Data analysis and model inversion in Python for Geosciences 

Course Description

This course offers a theoretical and practical introduction to data analysis methods for geoscientific problem solving. It emphasizes two main areas: time series analysis, and model building through inverse theory. A short pre-recorded introduction to statistical analysis and statistical distributions will be provided. 

The first part focuses on time series analysis, a fundamental tool in geophysics for studying temporal or spatial sequences. Topics include spectral analysis and Fourier methods, with applications such as power spectral estimation, correlation, and deconvolution. Real data sets include DAS signals, global seismic and magnetic data.

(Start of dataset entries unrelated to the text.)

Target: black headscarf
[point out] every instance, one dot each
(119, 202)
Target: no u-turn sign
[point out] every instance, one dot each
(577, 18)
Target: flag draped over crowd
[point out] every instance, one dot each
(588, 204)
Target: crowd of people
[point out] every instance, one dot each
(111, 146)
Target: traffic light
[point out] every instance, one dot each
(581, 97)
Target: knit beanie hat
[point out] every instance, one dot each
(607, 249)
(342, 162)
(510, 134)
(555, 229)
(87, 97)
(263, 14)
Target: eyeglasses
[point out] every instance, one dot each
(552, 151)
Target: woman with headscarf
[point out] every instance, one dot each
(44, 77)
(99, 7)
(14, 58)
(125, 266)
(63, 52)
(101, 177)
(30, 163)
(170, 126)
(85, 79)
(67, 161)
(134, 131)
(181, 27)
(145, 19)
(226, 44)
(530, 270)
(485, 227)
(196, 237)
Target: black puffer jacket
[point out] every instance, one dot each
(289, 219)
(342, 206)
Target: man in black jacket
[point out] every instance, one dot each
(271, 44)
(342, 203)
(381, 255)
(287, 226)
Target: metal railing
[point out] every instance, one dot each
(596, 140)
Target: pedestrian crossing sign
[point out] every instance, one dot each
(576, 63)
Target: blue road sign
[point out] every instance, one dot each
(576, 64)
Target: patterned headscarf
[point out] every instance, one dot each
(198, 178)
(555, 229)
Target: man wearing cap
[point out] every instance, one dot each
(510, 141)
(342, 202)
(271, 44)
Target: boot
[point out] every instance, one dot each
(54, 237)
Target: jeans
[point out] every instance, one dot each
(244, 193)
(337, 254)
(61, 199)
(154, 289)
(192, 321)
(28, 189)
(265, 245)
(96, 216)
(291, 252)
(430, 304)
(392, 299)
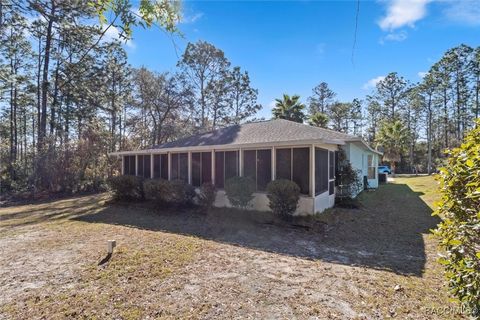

The course follows with an introduction to model development and inverse theory. Students will learn how to construct idealized Earth models that generate synthetic data, and how to estimate model parameters from observations using least-squares methods with regularization and constraints.

Throughout the course, theoretical concepts are reinforced with hands-on practice. Students will work with real datasets, develop coding skills, and implement data analysis techniques in Python to interpret results in a geoscientific context.

Course Outline

Day 1

Part I

- Time Series Analysis

- Introduction to time (spatial) series 

- Fourier Methods

- Multitaper methods

Part 2

- Time Series Analysis

- Univariate spectral analysis

       - Power spectral density estimation

       - Confidence intervals

- Multivariable spectral analysis      

       - Correlation and Deconvolution      

       - Array processing

Day 2

Part 3

- Inverse Theory I

- Basic concepts of inverse theory

- Introduction to Linear Algebra

- Numerical solution to linear inverse problems

Part 3 

- Inverse Theory II

- Regularization

- Constrained inverse problems

- Non-linear inverse problems

Participants’ Profile

Geoscientists and geo-engineers that want to learn or improve their practical application of numerical methods to analyze earth science data sets, time or spatial series.

Prerequisites

Students should have a basic knowledge of Python, being able to load data, use Numpy arrays and make graphs. 

About the Instructor

German Prieto received his undergraduate degree in Geology at the Universidad Nacional de Colombia, later getting his MSc (2004) and PhD (2007) at UC San Diego, Scripps Institution of Oceanography.  Currently he is an Associate professor at Universidad Nacional (since 2017) with previous appointments as a Thompson Postdoctoral Fellow at Stanford University (2007-2009), an Assistant Professor at Universidad de los Andes (2009-2013) and later at MIT (2013-2016). 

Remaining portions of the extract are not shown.